“Let’s Study” Video Essays
In my teaching, I am a strong proponent of branching out beyond the traditional written assignment. This very blog is home to a variety of student projects that fall outside traditional assignments, from blog posts (which I insist always include visual aides) to video essays and even some wonderfully GIF-enhanced scholarship.
I also practice what I teach. Video-based critique and analysis has undergone a meteoric rise in the sphere of popular game criticism. For years, the medium of videogames suffered from a dearth of popular but serious criticism, leading organizations such as Critical Distance to investigate the question, “where is all the good writing about games?” Today, the answer seems clear: much of the serious criticism of the medium skipped over the written word altogether. Instead, the medium’s most adventurous and insightful popular critics are working in the medium of YouTube “Let’s Play” videos or Twitch streams.

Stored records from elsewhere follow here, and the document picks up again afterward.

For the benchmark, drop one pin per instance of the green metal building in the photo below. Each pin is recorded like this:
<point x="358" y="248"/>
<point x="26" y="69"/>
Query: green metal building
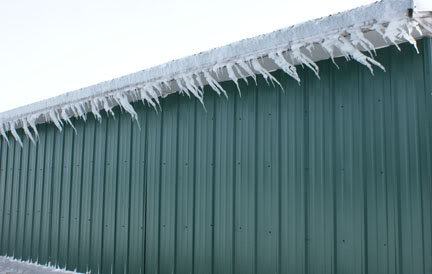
<point x="332" y="175"/>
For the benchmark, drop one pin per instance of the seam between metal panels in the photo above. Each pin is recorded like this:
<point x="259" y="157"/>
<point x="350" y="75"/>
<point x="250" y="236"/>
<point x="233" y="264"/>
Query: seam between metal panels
<point x="91" y="191"/>
<point x="333" y="172"/>
<point x="279" y="164"/>
<point x="176" y="183"/>
<point x="194" y="170"/>
<point x="113" y="265"/>
<point x="425" y="46"/>
<point x="160" y="189"/>
<point x="363" y="162"/>
<point x="8" y="150"/>
<point x="25" y="197"/>
<point x="103" y="194"/>
<point x="18" y="198"/>
<point x="256" y="182"/>
<point x="61" y="194"/>
<point x="42" y="191"/>
<point x="145" y="168"/>
<point x="50" y="215"/>
<point x="129" y="196"/>
<point x="70" y="199"/>
<point x="213" y="179"/>
<point x="11" y="198"/>
<point x="306" y="169"/>
<point x="234" y="155"/>
<point x="2" y="149"/>
<point x="83" y="146"/>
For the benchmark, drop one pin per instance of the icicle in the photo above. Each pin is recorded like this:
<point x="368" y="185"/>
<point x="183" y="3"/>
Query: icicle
<point x="32" y="121"/>
<point x="248" y="69"/>
<point x="300" y="57"/>
<point x="55" y="119"/>
<point x="27" y="131"/>
<point x="95" y="111"/>
<point x="345" y="46"/>
<point x="14" y="133"/>
<point x="124" y="103"/>
<point x="106" y="106"/>
<point x="232" y="75"/>
<point x="395" y="32"/>
<point x="190" y="85"/>
<point x="66" y="118"/>
<point x="289" y="68"/>
<point x="145" y="98"/>
<point x="358" y="39"/>
<point x="267" y="75"/>
<point x="152" y="94"/>
<point x="237" y="69"/>
<point x="328" y="45"/>
<point x="214" y="84"/>
<point x="3" y="132"/>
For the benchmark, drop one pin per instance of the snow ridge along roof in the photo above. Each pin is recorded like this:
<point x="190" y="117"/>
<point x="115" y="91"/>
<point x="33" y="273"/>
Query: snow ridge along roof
<point x="354" y="34"/>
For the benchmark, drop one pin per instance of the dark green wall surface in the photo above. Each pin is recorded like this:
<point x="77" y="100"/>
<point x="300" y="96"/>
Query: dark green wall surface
<point x="330" y="176"/>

I am a firm believer that if academic scholarship is to maintain its relevance, it must keep pace with such popular developments. Public humanities projects and other attempts to address general audiences in our work cannot be limited to the occasional public lecture or film introduction. Their reach will be much greater if they legitimately engage with popular forms, particularly those that can be readily disseminated via digital platforms.
So far, my experiments in this area have consisted of a series of “Let’s Study” videos, a hybrid form taking cues from the “Let’s Play” genre, alongside traditional video essays and video criticism. These works of long-form video criticism focusing on a single game incorporate voice-over narration, animation, and extensive use of b-roll to draw critical parallels.

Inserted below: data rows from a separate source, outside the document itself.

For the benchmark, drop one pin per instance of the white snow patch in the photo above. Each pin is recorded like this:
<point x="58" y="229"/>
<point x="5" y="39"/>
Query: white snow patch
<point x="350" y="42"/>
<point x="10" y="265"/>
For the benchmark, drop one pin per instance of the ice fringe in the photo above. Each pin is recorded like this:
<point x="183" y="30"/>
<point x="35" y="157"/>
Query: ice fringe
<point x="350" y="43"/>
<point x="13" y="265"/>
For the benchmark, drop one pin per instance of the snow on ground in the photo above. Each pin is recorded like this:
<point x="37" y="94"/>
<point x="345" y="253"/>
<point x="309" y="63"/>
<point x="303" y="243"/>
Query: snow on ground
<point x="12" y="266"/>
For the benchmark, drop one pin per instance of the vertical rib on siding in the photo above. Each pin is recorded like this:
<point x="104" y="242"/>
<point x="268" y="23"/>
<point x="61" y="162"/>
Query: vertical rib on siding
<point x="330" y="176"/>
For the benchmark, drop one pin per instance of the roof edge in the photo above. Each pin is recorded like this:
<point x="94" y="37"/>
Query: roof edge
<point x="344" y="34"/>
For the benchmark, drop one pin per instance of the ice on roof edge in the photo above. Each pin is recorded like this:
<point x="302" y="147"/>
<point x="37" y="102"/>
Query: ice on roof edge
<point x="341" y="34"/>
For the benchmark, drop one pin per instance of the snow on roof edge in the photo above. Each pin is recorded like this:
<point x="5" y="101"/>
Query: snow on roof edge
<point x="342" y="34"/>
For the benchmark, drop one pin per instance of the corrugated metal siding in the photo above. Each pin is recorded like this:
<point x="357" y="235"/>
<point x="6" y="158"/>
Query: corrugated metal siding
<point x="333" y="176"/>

Traditionally, the creation of game guides or “walkthroughs” has been considered a fan practice. As I continue to experiment with and refine techniques in game pedagogy, however, I have come to realize the practical value of educator-created walkthroughs, offered as either a supplement to or replacement for traditional play. Over the course of doing my own research and class prep, I have created video walkthroughs for The Company of Myself (2DArray, 2009), Problem Attic (Liz Ryerson, 2013), and Sym (Atrax Media, 2015) as well as an image-heavy reference guide for Gone Home (The Fullbright Company, 2013).

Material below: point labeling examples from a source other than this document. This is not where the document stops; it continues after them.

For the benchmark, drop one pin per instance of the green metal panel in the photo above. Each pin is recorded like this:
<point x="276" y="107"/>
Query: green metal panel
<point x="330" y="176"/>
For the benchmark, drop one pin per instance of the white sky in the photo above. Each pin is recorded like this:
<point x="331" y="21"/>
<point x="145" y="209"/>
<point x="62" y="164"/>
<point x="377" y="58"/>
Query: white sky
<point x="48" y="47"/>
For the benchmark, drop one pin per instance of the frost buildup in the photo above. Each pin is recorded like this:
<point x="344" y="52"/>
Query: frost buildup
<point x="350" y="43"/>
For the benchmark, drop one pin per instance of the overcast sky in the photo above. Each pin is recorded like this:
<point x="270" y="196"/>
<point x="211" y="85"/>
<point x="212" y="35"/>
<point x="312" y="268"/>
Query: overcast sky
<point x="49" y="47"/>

The game walkthrough is not an analytical form. It is probably best analogized to something like CliffsNotes: a tool designed to help people through a tricky text. But although walkthroughs should not be classified as scholarly output, they do serve as potential student study guides, research guides, and as archival resources (particularly in the case of Flash games, which are becoming increasingly difficult to view in-browser with the passing of years). I typically create walkthroughs for small, independent games that lack the devoted fan communities of big-budget fare, which gives extra weight to these sorts of archival contributions. My walkthrough of Liz Ryerson’s Problem Attic, for instance, was praised and promoted by the creator herself as a long-overdue intervention. I have also subsequently used footage captured during the course of creating walkthroughs as visual aids for genuine analytical work, such as my blog post on Problem Attic and Sym here.